‘Batteri buoni” fanno bene anche ai denti

I batteri buoni non fanno bene solo all’intestino; possono avere effetti benefici anche contro gengiviti e parodontite. Anche se le evidenze ad oggi disponibili non bastano a quantificare questo beneficio, dal loro utilizzo potrebbe nascere un approccio terapeutico nuovo che mira ad aumentare la proporzione di batteri benefici presenti nella bocca.

I probiotici sono microorganismi vivi che, somministrati in quantità adeguata, proteggono l’integrità della barriera intestinale e possono aiutare le difese immunitarie. I più noti sono le specie Lactobacillus e Bifidobacterium, comunemente usati per trattare diverse malattie legate al tratto gastrointestinale (come diarrea, gastroenteriti). “Da oltre dieci anni”, spiega Nicola Marco Sforza, vicepresidente della Società Italiana di Parodontologia e Implantologia (SIdP), “si indaga sul possibile beneficio per pazienti che soffrono di malattie parodontali nell’uso dei probiotici.

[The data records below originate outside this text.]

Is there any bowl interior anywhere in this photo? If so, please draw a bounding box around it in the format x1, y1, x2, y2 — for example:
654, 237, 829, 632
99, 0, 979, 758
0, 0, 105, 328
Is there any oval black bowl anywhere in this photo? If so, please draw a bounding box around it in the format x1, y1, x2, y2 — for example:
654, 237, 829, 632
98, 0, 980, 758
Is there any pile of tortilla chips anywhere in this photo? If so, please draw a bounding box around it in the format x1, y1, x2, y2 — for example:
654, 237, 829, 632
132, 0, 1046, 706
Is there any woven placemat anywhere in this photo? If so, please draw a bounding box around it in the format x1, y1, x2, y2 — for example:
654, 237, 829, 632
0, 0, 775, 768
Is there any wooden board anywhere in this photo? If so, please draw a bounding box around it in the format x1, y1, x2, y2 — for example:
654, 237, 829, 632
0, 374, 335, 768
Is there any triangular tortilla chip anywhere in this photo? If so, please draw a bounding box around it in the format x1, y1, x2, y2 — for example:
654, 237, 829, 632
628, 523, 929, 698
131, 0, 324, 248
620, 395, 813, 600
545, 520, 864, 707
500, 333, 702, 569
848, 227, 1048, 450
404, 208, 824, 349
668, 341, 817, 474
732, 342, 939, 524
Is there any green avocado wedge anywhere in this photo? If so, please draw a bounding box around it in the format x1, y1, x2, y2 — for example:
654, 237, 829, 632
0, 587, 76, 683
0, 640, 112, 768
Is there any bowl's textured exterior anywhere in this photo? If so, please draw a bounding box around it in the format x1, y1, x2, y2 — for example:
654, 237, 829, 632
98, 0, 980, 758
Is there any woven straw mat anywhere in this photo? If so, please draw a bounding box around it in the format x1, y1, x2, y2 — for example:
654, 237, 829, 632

Questo filone di studi iniziò quando emerse che le persone che assumono più latticini hanno minore prevalenza di malattia parodontale, ma non si capiva per quale motivo”.

Si è successivamente scoperto che questo era dovuto alla presenza di lactobacilli presenti prevalentemente in yogurt, latte fermentato e, in proporzione molto minore, nel latte e formaggi freschi. “Approfondendo, si è osservato che alcuni integratori come i lactobacilli contenuti nei probiotici sono in grado di svolgere un’azione di controbilanciamento dei microbi patogeni delle malattie parodontali dovute alla presenza di placca batterica nel cavo orale”, precisa l’esperto.

I motivi sono due. “Da un lato inibiscono la proliferazione di batteri anaerobici che provocano malattie parodontali, e dall’altro riescono a modulare le difese immunitarie dell’ospite riducendone la suscettibilità a questi microrganismi patogeni”. Gli effetti positivi sono però difficili da quantificare e ancora poco studiati a lungo termine. “I dati scientifici attualmente disponibili – conclude Sforza – non ci consentono ancora di capire completamente come si evolva la malattia in chi affianca l’uso di probiotici alle normali terapie e chi invece fa solo queste ultime. Ma la ricerca è molto impegnata in questo campo”.